Thursday, January 10, 2013

The debt ceiling and the platinum coin

There have been many arguments made on the blogs that the platinum coin is a legal way to avoid default on the debt if Republicans in the House refuse to raise the debt ceiling. I'm largely sympathetic to those arguments, and to those who say it's a crazy idea. It kind of is. But it's not more crazy than the idea that the Republicans shouldn't raise the debt ceiling simply for the sake of it without getting something in return. So it makes some sense to want to respond to a crazy tactic with a crazy tactic of your own.

But Ezra Klein makes the case that the way to solve the problem isn't with your own crazy tactic (the platinum coin):

The argument against minting the platinum coin is simply this: It makes it harder to solve the actual problem facing our country. That problem is not the debt ceiling, per se, though it manifests itself most dangerously through the debt ceiling. It’s a Republican Party that has grown extreme enough to persuade itself that stratagems like threatening default are reasonable. It’s that our two-party political system breaks down when one of the two parties comes unmoored. Minting the coin doesn’t so much solve that problem as surrender to it.

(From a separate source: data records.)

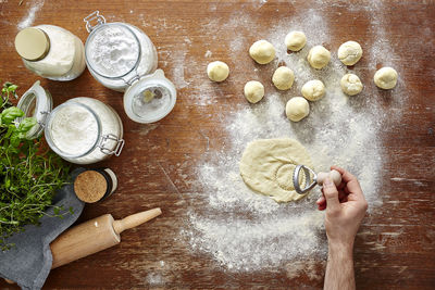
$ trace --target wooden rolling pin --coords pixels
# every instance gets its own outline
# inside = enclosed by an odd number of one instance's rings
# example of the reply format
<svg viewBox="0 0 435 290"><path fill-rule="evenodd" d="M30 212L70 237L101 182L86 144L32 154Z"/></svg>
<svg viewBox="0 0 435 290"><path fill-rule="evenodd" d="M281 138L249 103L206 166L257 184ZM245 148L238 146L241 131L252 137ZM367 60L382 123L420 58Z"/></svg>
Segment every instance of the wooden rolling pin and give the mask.
<svg viewBox="0 0 435 290"><path fill-rule="evenodd" d="M51 268L65 265L78 259L95 254L121 242L120 234L137 227L162 214L157 207L114 220L104 214L79 224L60 235L50 243L53 263ZM4 279L9 283L14 281Z"/></svg>
<svg viewBox="0 0 435 290"><path fill-rule="evenodd" d="M50 243L53 255L51 268L57 268L120 243L121 232L141 225L161 215L161 213L162 211L157 207L119 220L114 220L111 214L104 214L64 231Z"/></svg>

I'm with Ezra here. The best way to address the reckless behavior of Republicans is to just refuse to negotiate with them and tell them unequivocally that we will let them not raise the debt ceiling and force us to default. The problem is that we don't know how they will react to that. Some of them seem crazy enough to want to default and then blame the consequences on Obama and "runaway spending". And the problem with that is it's an easier sell to the public than explaining why Republicans are being crazy in this situation. But Ezra thinks Republicans will cave:

The fact is that after losing the 2012 election, and with the business community mobilizing against the threat of default, the leadership of the Republican Party is going to have a terrible time holding its members together on the debt ceiling. Even more problematic, from the perspective of conservative hard-liners, is that many of the GOP’s leaders are themselves scared of the debt ceiling and looking for a way out. There is a very good chance that this fight can be won and these tactics discredited.

I suppose this is the case since Ezra has sources much better than my non-existant ones. And people like John Boehner do seem to have non-crazy tendencies. So I certainly think it's possible Republicans would end up breaking if Obama is steadfast in his willingness to not negotiate. Ezra concludes:

There are two ways to truly resolve the debt-ceiling standoff. One is that the Republican Party needs to break, proving to itself and to the country that the adults remain in charge. The other is that America is pushed into default and voters — and the world — reckon with what we’ve become, and what needs to be done about it. Sadly, there’s no easy way out. It’s heads America wins, tails America loses.

He's convinced me that this is the best path. I obviously hope Republican break and just raise the debt ceiling. But if they aren't willing to do so I think defaulting and letting people see the consequences of Republicans' actions might help push the party to a breaking point in which they stop acting like a crazy party and start governing like adults. It's possible they could stick to their guns after a default and try to blame it on Obama. But I think it's a risk worth taking because this will not be the last confrontation between House Republicans and Obama. If he takes a hard stance here it could get him better results in other negotiations. And hopefully the people who feel the negative consequences of default will think twice before voting for a party that allows it to happen.